I have been using Cloudflare for a website (Wordpress for a while). So I added two new websites. Both basically identical Wordpress setups on the same VPS with same IP address. When the DNS switched, one web site worked, the other was getting an SSL error. I saw that the Universal SSL was working on the one that worked and the other had an “initialization error”

I looked at the main SSL setting of the website I had used with Cloudflare for years and noticed the SSL settings was set to “Full” End-to-End instead of the default “Flexible.”

I set both new websites to Full. That didn’t fix the problem until I disabled the Universal SSL on the website that Universal SSL failed to initialize.

My question is, is their any downside to using the Full SSL setting instead of flexible. My website automatically renew their SSL cert with LetsEncrypt! Is there any benefit to having Universal SSL enabled in this scenario?

You should use “Full (strict)”.

“Flexible” is HTTP only to your origin, even if the user is using HTTPS to Cloudflare. This means the connection is not encrypted to your origin server and data is therefore in the clear and at risk between Cloudflare and your origin.

“Full (strict)” ensures the certificate on your origin server is signed by a trusted CA, covers your hostname and is valid (in date). You should always use that mode.

“Full” uses the certificate on your origin to encrypt the traffic, but does not validate the certificate so means if the connection is intercepted or divereted, you and your users will not know, so this mode is also insecure.

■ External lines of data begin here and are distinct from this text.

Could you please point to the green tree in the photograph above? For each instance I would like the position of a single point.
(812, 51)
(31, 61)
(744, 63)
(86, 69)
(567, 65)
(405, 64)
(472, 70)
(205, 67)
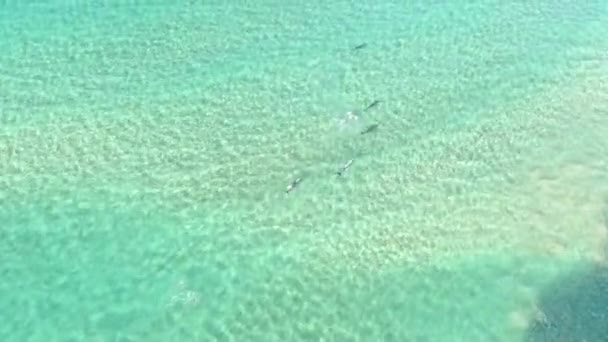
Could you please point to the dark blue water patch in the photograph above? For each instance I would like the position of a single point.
(573, 308)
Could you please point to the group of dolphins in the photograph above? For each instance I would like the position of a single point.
(292, 186)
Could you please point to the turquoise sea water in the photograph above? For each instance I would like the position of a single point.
(145, 148)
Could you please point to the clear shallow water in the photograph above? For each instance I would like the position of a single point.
(145, 149)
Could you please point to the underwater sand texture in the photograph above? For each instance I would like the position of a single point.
(145, 151)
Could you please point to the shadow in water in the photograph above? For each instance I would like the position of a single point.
(575, 308)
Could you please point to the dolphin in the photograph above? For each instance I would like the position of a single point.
(372, 105)
(293, 185)
(370, 128)
(345, 167)
(360, 46)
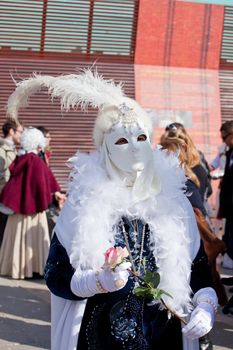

As your host is handling LetsEncrypt on your origin for you, you can just switch to “Full (strict)”. You should keep Universal SSL enabled (so Cloudflare generates and updates the edge certificate) and use “Full (strict)” so your origin certificate is used to secure the connection from Cloudflare to your origin.

1 Like

I’m back to having a cypher mismatch error in the browser still. It’s saying an “internal error” at LetsEncrypt and yes it does look like a Universal SSL is needed unless I’m mistaken as that is to encrypt between the client and the Cloudflare proxy server, correct?

Correct.

What is your domain name? Someone can then take a look.

1 Like

This topic was automatically closed 15 days after the last reply. New replies are no longer allowed.